On September 1, 1863, he enlisted in Company I, Twelfth Ohio cavalry. His company was sent to Camp Denison, Ohio, where they


were drilled for a time and later transferred to Johnson Island, where they did guard duty. In February, 1864, they returned to Camp Denison and the following April went to Mt. Sherling, Ky., and in May formed a part of an expedition of 5,000 cavalry sent on a campaign against Salisbury, N. C., for the purpose of destroying the salt works there. While on the march in the mountains of East Tennessee the plan of campaign was changed and they were sent in pursuit of General Morgan, who was marching on Lexington, Ky. The Union troops encountered Morgan's command at Camp Standard unexpectedly and an engagement ensued in which Mr. Hershey was severely wounded, a bullet passing through his body. His wound was considered fatal, but he recovered under the careful treatment of his uncle, who was a physician at Fremont, Ohio, and who came to the front to care for his soldier nephew. Mr. Hershey was wounded June 9, 1864, and in the following October joined his regiment at Richmond, Ky. Shortly after this the regiment, with other troops, again started on the campaign against Salisbury. In addition to the destruction of the salt works at Salisbury, they were sent on a campaign to destroy the Virginia & Tennessee railroad. After this campaign they marched through Virginia and were reinforced at Addington by a strong body of infantry and struck the Virginia & Tennessee railroad and destroyed many bridges and many miles of track, and at the same time had many skirmishes with Confederate forces. After this campaign they returned to Lexington, Ky., encountering the Confederate forces at several points at which skirmishes ensued. The regiment averaged thirty-three miles per day on its march, reaching Lexington the latter part of January, 1865. Later they went to Nashville and Louisville, and in March, 1865, they were sent on a campaign against Salisbury, which was their last service before the close of the war, and Mr. Hershey was mustered out and discharged in October, 1865, with a very commendable military record. When he returned to his regiment after being wounded he was made an orderly, and served in that capacity until his discharge.
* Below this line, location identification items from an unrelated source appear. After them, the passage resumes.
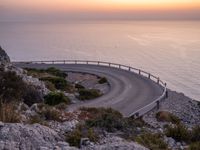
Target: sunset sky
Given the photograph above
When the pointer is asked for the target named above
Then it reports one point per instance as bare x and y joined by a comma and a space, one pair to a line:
122, 9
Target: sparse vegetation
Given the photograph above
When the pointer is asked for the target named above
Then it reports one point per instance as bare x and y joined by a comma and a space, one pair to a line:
51, 114
194, 146
58, 82
8, 113
81, 131
52, 71
55, 98
88, 94
167, 116
152, 141
32, 96
195, 134
179, 132
79, 86
102, 80
12, 87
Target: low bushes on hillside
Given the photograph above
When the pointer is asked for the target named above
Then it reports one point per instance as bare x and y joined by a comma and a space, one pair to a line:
32, 96
51, 71
179, 132
79, 86
152, 141
8, 113
194, 146
167, 116
12, 87
74, 137
58, 82
55, 98
88, 94
102, 80
195, 134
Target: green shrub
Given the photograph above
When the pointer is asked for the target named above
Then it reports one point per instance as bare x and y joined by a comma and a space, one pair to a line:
50, 86
55, 98
152, 141
92, 135
12, 87
85, 94
167, 116
59, 83
74, 138
51, 71
195, 134
79, 86
195, 146
108, 119
50, 113
56, 72
35, 119
61, 106
32, 96
102, 80
179, 132
81, 131
8, 113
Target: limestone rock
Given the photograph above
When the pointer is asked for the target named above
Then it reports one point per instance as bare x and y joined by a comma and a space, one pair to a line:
26, 137
4, 58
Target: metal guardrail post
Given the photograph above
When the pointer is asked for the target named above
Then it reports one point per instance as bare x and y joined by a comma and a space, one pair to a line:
141, 111
158, 81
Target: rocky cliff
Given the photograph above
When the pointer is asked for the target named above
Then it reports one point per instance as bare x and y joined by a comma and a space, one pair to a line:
4, 58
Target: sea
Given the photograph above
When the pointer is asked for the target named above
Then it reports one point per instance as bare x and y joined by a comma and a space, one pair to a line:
168, 49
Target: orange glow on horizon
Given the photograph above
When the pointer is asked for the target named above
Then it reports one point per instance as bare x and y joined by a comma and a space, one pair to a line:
103, 5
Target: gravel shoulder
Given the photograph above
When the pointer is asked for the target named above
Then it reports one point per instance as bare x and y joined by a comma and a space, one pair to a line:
128, 91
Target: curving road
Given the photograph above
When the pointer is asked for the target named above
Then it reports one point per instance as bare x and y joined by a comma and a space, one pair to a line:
128, 91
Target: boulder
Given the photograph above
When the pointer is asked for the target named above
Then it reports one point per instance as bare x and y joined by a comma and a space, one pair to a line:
4, 58
27, 137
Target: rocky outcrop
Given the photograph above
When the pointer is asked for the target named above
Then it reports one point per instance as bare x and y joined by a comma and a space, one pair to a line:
183, 107
28, 137
113, 143
4, 58
6, 65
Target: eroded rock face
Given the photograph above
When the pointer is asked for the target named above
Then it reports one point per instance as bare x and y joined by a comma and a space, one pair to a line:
4, 58
114, 143
27, 137
6, 65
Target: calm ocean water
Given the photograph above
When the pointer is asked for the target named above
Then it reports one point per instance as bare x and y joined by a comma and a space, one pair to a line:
170, 50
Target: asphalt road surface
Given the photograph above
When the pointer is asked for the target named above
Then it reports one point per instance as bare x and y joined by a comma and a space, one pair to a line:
128, 91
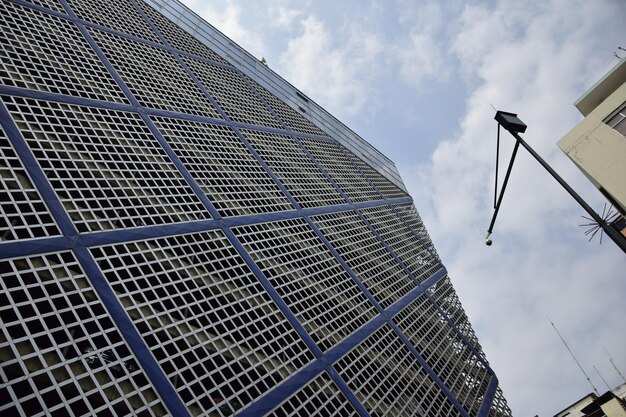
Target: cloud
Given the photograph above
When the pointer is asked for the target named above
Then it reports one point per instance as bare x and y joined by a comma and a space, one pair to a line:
533, 58
419, 54
227, 17
284, 17
334, 74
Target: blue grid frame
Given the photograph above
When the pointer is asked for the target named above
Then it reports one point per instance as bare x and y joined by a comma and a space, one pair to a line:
79, 243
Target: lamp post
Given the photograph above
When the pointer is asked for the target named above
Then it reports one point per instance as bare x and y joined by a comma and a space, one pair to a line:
514, 125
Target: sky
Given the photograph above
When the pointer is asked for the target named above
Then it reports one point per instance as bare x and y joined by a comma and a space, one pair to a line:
418, 79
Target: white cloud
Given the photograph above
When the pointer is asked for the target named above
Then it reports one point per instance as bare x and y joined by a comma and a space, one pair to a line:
533, 58
227, 17
420, 54
333, 74
283, 16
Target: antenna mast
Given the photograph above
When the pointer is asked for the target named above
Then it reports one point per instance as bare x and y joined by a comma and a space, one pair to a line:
573, 356
613, 363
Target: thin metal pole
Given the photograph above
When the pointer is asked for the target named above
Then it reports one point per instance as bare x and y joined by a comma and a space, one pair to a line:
495, 192
601, 377
506, 180
619, 240
575, 360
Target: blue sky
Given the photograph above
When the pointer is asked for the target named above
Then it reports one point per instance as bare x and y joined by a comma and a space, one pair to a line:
417, 80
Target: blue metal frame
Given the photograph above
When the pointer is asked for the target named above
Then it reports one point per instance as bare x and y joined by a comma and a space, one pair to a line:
79, 243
At the close of the war, Mr. Hershey returned to Ohio, where he remained until 1867, and in the spring of that year came to Kansas, and after spending about two months in Atchison, Leavenworth and Topeka went to Burlingame. In the fall of that year he went to St. Joseph. Mo., and later to Wyoming Territory. He remained there until 1869, when he returned to Kansas and spent the winter in Johnson county. In the spring he bought a team, wagon and camping outfit and drove to Butler county. When he reached the vicinity of where Whitewater is now located, he was greatly impressed with the giant growth of the blue stem, which, he says, was over ten feet high in places. He filed on a claim four miles southeast of where the town is now located, and still owns the place.
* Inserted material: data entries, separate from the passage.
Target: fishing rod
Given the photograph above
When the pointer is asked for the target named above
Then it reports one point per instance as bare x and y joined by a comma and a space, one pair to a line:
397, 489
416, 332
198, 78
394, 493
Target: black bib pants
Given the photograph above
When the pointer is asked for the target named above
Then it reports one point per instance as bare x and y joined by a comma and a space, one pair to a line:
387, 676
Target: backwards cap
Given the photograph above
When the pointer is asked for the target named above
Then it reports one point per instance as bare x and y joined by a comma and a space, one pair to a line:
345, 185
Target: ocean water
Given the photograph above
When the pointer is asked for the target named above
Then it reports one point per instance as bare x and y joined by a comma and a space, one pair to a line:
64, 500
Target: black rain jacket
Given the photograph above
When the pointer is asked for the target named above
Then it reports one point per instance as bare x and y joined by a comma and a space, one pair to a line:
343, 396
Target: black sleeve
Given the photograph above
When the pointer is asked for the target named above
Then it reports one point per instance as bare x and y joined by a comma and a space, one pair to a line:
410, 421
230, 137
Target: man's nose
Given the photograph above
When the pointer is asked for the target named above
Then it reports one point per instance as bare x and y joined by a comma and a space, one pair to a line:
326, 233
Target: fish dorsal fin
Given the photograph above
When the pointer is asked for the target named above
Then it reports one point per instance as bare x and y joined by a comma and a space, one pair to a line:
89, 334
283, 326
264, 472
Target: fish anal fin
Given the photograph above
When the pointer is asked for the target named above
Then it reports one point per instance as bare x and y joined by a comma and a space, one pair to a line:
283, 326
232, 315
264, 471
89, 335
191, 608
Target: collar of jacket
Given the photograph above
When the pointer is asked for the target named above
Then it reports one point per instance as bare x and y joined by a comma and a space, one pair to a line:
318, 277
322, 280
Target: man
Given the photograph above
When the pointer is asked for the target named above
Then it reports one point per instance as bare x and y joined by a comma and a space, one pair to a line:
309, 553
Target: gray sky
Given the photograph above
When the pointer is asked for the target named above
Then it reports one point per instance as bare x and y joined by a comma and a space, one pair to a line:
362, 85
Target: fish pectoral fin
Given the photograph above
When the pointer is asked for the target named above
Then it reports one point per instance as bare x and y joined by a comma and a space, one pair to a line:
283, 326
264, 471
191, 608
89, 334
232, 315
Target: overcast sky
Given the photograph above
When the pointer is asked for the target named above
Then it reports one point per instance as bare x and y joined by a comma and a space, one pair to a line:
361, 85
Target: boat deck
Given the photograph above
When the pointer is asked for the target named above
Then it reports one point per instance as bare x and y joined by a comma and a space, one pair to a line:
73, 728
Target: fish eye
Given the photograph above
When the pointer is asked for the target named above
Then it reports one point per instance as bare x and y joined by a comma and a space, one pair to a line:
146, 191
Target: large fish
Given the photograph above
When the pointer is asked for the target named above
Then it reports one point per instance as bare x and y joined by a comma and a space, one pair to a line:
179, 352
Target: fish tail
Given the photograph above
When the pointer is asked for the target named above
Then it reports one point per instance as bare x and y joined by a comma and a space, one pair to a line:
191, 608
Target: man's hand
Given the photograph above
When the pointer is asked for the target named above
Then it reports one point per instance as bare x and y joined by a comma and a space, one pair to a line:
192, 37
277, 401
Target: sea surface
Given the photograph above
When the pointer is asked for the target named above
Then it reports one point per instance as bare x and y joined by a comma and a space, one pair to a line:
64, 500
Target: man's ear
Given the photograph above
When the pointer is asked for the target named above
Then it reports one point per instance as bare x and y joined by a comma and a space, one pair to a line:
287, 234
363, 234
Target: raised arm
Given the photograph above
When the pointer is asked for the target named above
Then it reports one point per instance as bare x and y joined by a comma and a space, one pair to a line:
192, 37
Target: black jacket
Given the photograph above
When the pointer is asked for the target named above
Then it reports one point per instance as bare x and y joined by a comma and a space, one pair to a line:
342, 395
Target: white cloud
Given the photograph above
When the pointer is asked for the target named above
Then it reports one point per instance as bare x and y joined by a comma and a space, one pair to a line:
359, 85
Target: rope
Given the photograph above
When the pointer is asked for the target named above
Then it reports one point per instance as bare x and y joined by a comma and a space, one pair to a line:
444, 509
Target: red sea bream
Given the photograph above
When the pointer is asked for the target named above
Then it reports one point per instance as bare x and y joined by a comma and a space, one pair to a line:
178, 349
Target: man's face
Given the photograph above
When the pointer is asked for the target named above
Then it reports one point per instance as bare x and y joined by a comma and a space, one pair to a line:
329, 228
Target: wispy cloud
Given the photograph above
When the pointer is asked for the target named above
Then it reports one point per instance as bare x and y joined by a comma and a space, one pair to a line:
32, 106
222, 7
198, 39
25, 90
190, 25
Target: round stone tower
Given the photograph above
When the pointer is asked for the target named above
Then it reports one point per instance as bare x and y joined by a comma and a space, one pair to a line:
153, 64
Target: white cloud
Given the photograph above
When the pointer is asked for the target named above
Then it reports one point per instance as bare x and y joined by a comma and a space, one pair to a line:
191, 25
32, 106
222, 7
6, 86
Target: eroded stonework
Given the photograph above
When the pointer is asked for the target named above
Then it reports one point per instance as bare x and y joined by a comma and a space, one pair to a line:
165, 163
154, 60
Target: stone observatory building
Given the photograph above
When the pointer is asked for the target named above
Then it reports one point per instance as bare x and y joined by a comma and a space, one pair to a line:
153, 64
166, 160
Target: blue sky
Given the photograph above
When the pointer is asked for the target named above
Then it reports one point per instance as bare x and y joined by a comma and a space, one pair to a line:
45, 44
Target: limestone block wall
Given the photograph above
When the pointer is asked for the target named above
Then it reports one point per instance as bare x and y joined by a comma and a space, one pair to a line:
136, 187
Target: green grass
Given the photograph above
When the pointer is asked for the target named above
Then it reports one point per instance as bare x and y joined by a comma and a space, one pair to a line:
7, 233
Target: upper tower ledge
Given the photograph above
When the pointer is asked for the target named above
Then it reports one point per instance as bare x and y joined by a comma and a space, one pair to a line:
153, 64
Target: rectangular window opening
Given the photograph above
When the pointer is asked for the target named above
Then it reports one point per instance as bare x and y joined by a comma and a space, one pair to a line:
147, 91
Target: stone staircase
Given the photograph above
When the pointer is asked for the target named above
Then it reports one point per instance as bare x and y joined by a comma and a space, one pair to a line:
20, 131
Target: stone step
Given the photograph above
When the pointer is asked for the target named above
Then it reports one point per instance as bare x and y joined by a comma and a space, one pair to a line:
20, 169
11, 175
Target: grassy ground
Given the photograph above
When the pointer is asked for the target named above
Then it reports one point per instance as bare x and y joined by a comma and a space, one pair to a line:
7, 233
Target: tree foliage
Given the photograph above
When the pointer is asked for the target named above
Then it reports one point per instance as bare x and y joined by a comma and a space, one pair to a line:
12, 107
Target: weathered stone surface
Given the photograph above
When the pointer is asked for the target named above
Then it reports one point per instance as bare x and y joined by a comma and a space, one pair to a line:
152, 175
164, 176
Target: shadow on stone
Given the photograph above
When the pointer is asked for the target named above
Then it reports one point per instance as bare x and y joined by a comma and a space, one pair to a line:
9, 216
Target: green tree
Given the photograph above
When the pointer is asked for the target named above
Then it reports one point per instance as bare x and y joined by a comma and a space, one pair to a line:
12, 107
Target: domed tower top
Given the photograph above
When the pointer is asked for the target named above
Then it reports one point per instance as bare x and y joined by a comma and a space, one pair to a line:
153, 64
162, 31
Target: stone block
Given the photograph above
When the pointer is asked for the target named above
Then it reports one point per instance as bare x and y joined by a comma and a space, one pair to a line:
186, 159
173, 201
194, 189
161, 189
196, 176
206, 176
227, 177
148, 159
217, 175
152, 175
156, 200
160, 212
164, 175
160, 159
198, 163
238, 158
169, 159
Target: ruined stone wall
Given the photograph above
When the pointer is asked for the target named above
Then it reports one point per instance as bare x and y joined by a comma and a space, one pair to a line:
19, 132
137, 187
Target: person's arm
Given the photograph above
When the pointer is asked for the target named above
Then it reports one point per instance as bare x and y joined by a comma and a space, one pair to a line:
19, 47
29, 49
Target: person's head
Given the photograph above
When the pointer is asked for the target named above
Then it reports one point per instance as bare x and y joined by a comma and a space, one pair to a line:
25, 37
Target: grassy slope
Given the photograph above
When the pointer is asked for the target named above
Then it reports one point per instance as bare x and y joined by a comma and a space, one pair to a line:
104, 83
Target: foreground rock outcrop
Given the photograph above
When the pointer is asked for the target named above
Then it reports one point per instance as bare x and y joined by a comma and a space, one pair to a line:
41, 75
Mr. Hershey was married at Eureka Springs, Ark., in 1888, to Miss Edith Bamber, a native of Linconshire, England, and a daughter of


Urban W. and Ellen (Lenton) Bamber, natives of England, who came to America in 1872 and settled at Leavenworth, Kans., when Mrs. Hershey was ten years old. To Mr. and Mrs. Hershey have been born two children, as follows: H. E., born January 22, 1889, attended the Whitewater High School and graduated from the Kansas State Agricultural College at Manhattan in the class of 1910, where he was graduated in the electrical engineering course and for the past five years has been employed by the Chicago Automatic Telephone Company as an electrical engineer and now has charge of the publicity department in St. Paul and Minneapolis. He married Miss Florence Dickey, of Newton, Kans. Harry J., the younger son of Mr. and Mrs. Hershey, was born March 3, 1901, and is in his third year in the Whitewater High School. Mr. Hershey is a Republican and belongs to the Grand Army of the Republic. Mrs. Hershey is a member of the Whitewater board of education and is prominent in social and civic affairs, and is a very capable woman.